Training cohort included 30 synchronous MPLC (67 samples) patients and 5 synchronous IPM (13 samples) patients with adenocarcinoma. Criteria of MPLC/IPM differential diagnosis were established by results from a NGS-based 605-gene panel test. Subsequently, 16 patients (36 samples) were recruited as the validation cohort to verify the criteria.
IPM lesions showed a high degree of mutation overlap with an average concordance rate of 60.2% (range: 15.8%-91.7%). IPM lesions had at least three common alterations, including both high-frequency driver gene alterations and low-frequency gene alterations. In contrast, the average concordance rate of MPLC was 11.0% (range: 0.0%-100.0%), among which 66.7% (20/30) of patients had no common alterations (concordance rate: 0%). In the remaining 10 patients, 9 had only one overlapping alteration while 1 had two overlapping alterations, in which 6 patients had EGFR L858R overlapping mutation.

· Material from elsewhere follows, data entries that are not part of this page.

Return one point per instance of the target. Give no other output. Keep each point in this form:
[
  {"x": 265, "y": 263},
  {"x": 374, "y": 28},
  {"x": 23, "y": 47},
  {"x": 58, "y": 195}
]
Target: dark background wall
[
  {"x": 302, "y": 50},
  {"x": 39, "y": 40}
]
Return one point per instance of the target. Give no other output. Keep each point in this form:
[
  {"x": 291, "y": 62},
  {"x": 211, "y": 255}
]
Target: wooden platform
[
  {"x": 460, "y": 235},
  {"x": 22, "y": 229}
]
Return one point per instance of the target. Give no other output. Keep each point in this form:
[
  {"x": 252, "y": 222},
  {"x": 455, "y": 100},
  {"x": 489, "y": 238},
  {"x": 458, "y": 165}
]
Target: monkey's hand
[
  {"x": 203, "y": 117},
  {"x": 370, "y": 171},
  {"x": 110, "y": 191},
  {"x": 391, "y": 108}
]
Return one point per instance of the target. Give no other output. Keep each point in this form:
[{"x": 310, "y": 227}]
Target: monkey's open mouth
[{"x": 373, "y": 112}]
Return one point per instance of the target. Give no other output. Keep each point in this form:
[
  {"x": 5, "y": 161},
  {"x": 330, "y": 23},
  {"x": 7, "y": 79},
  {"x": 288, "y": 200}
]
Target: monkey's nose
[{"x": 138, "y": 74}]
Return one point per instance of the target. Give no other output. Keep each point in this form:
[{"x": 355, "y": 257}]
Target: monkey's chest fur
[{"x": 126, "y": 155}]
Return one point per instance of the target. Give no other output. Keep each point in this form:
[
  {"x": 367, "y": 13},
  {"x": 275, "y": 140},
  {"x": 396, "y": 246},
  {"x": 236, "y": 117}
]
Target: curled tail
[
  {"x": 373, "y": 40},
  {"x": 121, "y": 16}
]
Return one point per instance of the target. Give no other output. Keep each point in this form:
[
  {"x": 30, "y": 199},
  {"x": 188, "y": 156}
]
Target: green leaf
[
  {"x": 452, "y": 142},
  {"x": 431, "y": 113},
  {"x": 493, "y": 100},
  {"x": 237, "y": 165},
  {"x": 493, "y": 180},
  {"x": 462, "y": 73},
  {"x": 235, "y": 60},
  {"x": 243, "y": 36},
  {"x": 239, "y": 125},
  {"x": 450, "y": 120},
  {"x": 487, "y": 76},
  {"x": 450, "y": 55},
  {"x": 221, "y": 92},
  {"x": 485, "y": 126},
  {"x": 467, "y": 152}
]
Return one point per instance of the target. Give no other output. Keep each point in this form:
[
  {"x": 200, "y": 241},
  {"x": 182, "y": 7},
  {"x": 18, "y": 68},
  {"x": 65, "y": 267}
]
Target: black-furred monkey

Alterations were classified into trunk, shared, and branch subtypes. Branch alterations accounted for 94.4% of mutations in MPLC, while accounted for only 45.0% in IMP. In contrast, the ratio of trunk (38.3%) and shared (16.7%) alterations in IPM was significantly higher. The criteria for differentiating MPLC from IPM using 605-gene panel was established: 1) MPLC can be interpreted if no overlapping alterations is found; 2) MPLC is recommended if one overlapping high-frequency drive gene alteration and/or one overlapping low-frequency gene alteration are/is found; 3) IPM can be interpreted if more than three common alterations are found. Subsequently, 16 patients were recruited as the validation cohort in the single-blind manner to verify the criteria, and 14 MPLC and 2 IPM were identified, which was 100% consistent with the results from independent imaging and pathological diagnosis.
NGS detection can distinguish synchronous MPLC from IPM and is a useful tool to assist differential diagnosis.
多原发性肺癌(MPLC)与肺内转移(IPM)的鉴别诊断是肺癌诊断中的一个难点,对于治疗策略的制定和预后预测至关重要。本研究旨在通过下一代测序(NGS)方法建立同步性MPLC和IPM分子鉴别诊断的标准。
训练队列包括30例同步性MPLC(67个样本)患者和5例同步性IPM(13个样本)腺癌患者。基于NGS的605基因panel检测结果建立MPLC/IPM鉴别诊断标准。随后,招募16例患者(36个样本)作为验证队列以验证该标准。
IPM病灶显示出高度的突变重叠,平均一致性率为60.2%(范围:15.8%-91.7%)。IPM病灶至少有三种常见改变,包括高频驱动基因改变和低频基因改变。相比之下,MPLC的平均一致性率为11.0%(范围:0.0%-100.0%),其中66.7%(20/30)的患者没有共同改变(一致性率:0%)。在其余10例患者中,9例只有一个重叠改变,1例有两个重叠改变,其中6例有EGFR L858R重叠突变。改变分为主干型、共享型和分支型。分支改变在MPLC的突变中占94.4%,而在IPM中仅占45.0%。相比之下,IPM中主干型(38.3%)和共享型(16.7%)改变的比例明显更高。建立了使用605基因panel区分MPLC和IPM的标准:1)如果未发现重叠改变,则可诊断为MPLC;2)如果发现一个重叠的高频驱动基因改变和/或一个重叠的低频基因改变,则推荐诊断为MPLC;3)如果发现三个以上的共同改变,则可诊断为IPM。随后,以单盲方式招募16例患者作为验证队列以验证该标准,共鉴定出14例MPLC和2例IPM,与独立影像和病理诊断结果100%一致。
NGS检测可区分同步性MPLC和IPM,是辅助鉴别诊断的有用工具。